The reason for this growth is due in large part to increased accessibility. From better phones to more comprehensive platforms, and even social media integration, online shopping is far easier now than in previous years.
Each facet, from product selection up to payment, has been optimized to allow users a quick and often seamless process for online purchases.
Why Shop Online?
While it is certainly clear that online shopping has become popular in Singapore, one often wonders, to what degree?
Upon being interviewed, 26% of Singaporeans stated that they shopped online at least once a week. Along with this, almost 60% stated that they purchased products online at least once a month.
When offered the option to do all of their shopping online, half of the entire survey population said they would do so. Together, all these findings provide insight into just how prevalent online shopping has become.
In a separate survey, 47% of Singaporeans said that they visited retail stores far less. Alternatively, 73% stated they would continue shopping online and 44% have even begun shopping for groceries online.
When faced with the question of why they shop online, the majority of Singaporeans stated that they wished to receive better deals through e-commerce sites.
In the midst of the pandemic, consumers have also taken to online shopping to lower the risk of becoming sick through exposure.

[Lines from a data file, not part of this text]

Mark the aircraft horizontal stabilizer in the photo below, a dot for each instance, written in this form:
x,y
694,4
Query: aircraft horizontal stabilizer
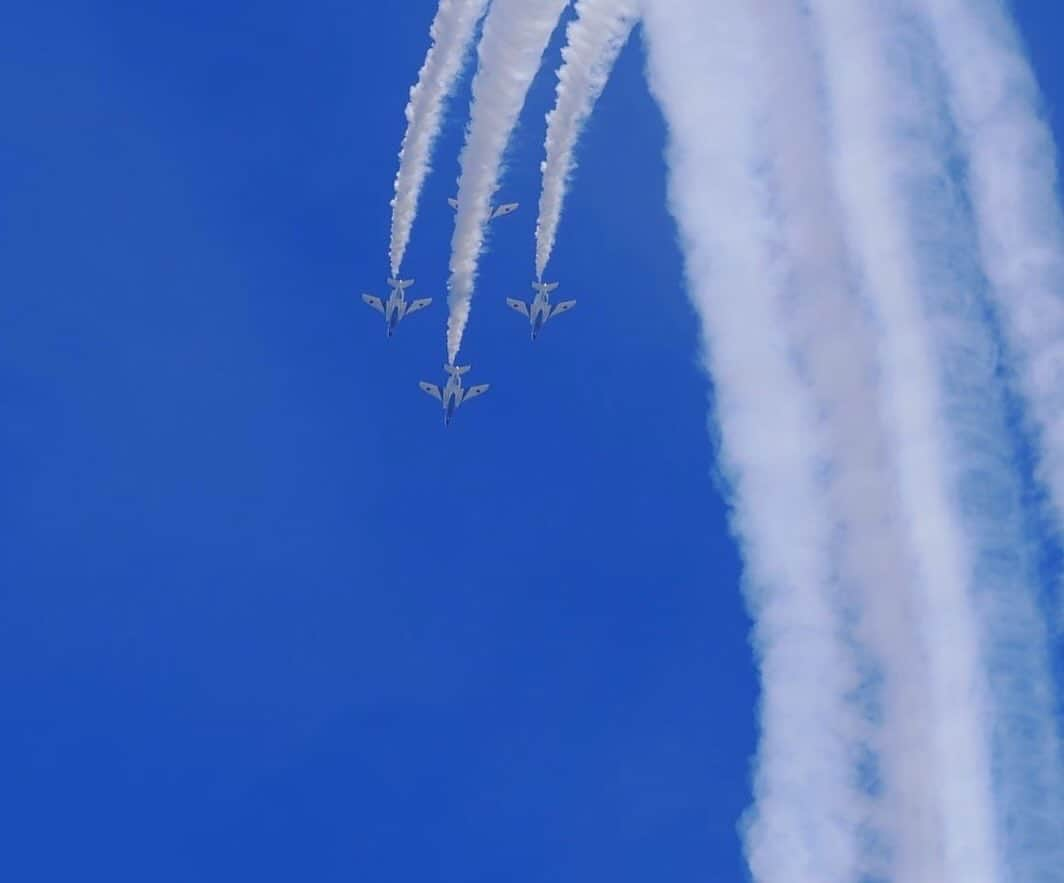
x,y
472,392
414,305
564,306
519,305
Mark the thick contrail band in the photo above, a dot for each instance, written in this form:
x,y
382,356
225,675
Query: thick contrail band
x,y
452,33
516,33
594,40
701,59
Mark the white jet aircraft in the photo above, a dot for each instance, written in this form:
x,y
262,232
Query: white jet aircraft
x,y
397,309
453,395
539,311
498,212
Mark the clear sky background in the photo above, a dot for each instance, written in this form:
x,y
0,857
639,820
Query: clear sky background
x,y
261,616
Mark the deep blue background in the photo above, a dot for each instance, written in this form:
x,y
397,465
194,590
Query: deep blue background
x,y
261,617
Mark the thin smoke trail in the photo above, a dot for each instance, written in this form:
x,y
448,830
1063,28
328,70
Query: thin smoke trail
x,y
452,32
515,36
888,170
594,39
700,61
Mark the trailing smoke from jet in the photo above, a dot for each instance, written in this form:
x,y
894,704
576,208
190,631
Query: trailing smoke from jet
x,y
452,32
515,35
594,40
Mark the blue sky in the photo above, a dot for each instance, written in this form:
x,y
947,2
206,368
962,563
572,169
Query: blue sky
x,y
261,617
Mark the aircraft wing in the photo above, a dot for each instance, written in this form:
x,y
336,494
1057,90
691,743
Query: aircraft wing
x,y
414,305
564,306
431,388
519,305
472,392
375,302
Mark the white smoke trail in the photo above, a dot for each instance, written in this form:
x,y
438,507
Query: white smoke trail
x,y
835,344
890,170
1012,178
700,62
452,32
515,35
594,40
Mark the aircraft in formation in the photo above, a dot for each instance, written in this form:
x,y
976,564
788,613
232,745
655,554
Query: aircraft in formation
x,y
397,309
453,394
497,212
539,311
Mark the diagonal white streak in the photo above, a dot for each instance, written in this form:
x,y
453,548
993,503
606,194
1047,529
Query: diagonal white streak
x,y
1019,231
835,343
594,39
452,32
890,170
700,59
515,35
1014,188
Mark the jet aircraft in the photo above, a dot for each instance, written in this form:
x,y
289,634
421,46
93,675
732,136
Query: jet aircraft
x,y
498,212
453,394
539,311
397,309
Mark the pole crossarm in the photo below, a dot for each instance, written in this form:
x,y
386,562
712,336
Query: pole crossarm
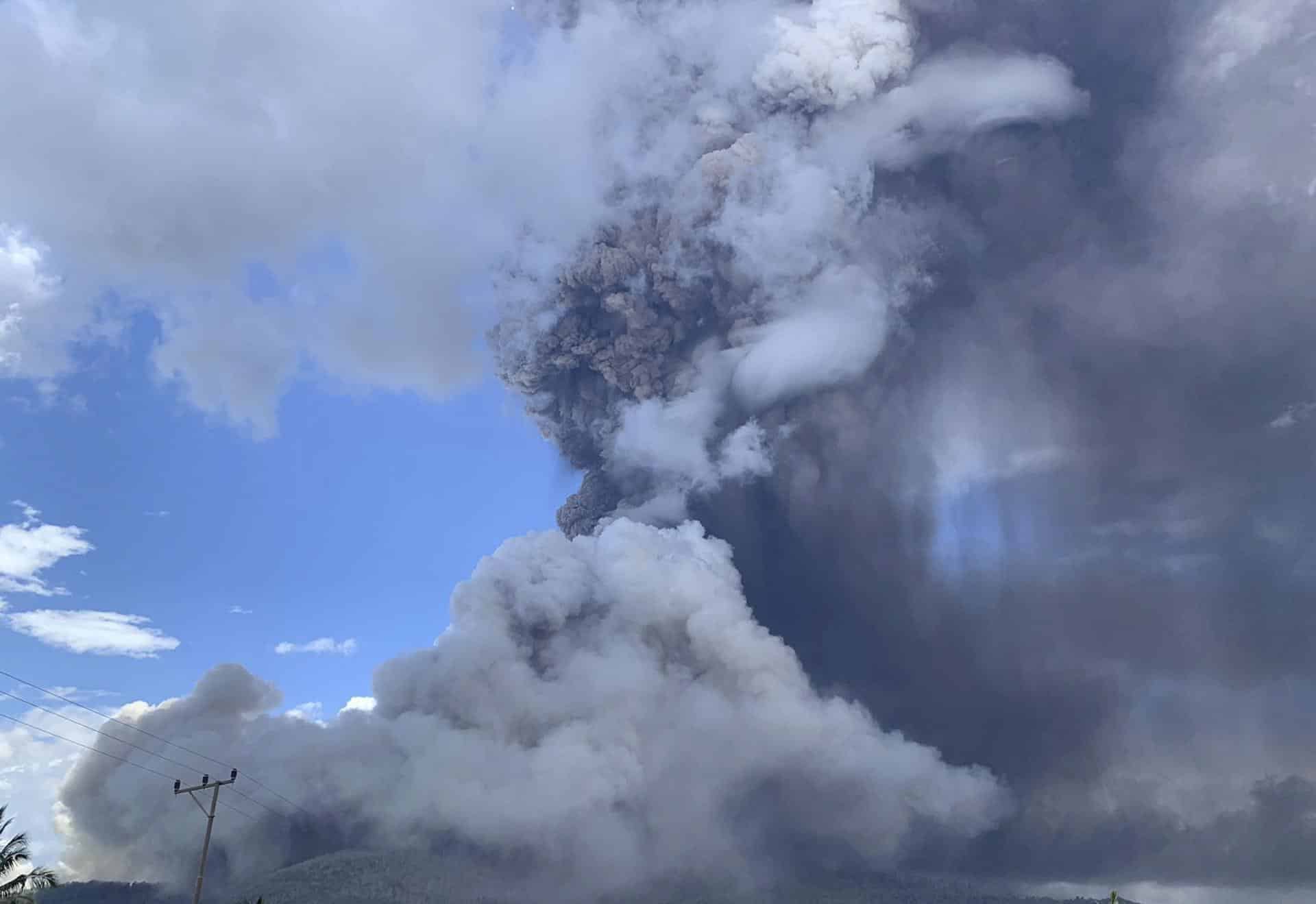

Singapore’s Online Shopping From a Global Perspective
Many of Singapore’s online consumers order from foreign markets.
Source: (J.P. Morgan 2020 E-commerce Payments Trends Report: Singapore)
As indicated by the figure above, 43% of Singapore’s ordered products originate from China, while a much lower 20% originates from the US.
These figures show a consumer preference for large, well-developed e-commerce markets. This is often due to the quality of products as well as their overall price and diversity.
Though the city-state spends billions on online products, Singapore produces significantly less online shopping revenue than other countries. To provide some perspective, this table compares Singapore’s online shopping revenue with global averages:
On a global scale, Singapore’s 4.9 million dollar revenue is extremely low compared to giants like the United States. This is due to the lack of development in Singapore’s own e-commerce sector.
But, with such a strong online consumer base, this may very well change in the future. As a well-developed nation with a strong technological sector, Singapore’s online market could one day be on par with countries like Japan, Germany, and the U.K.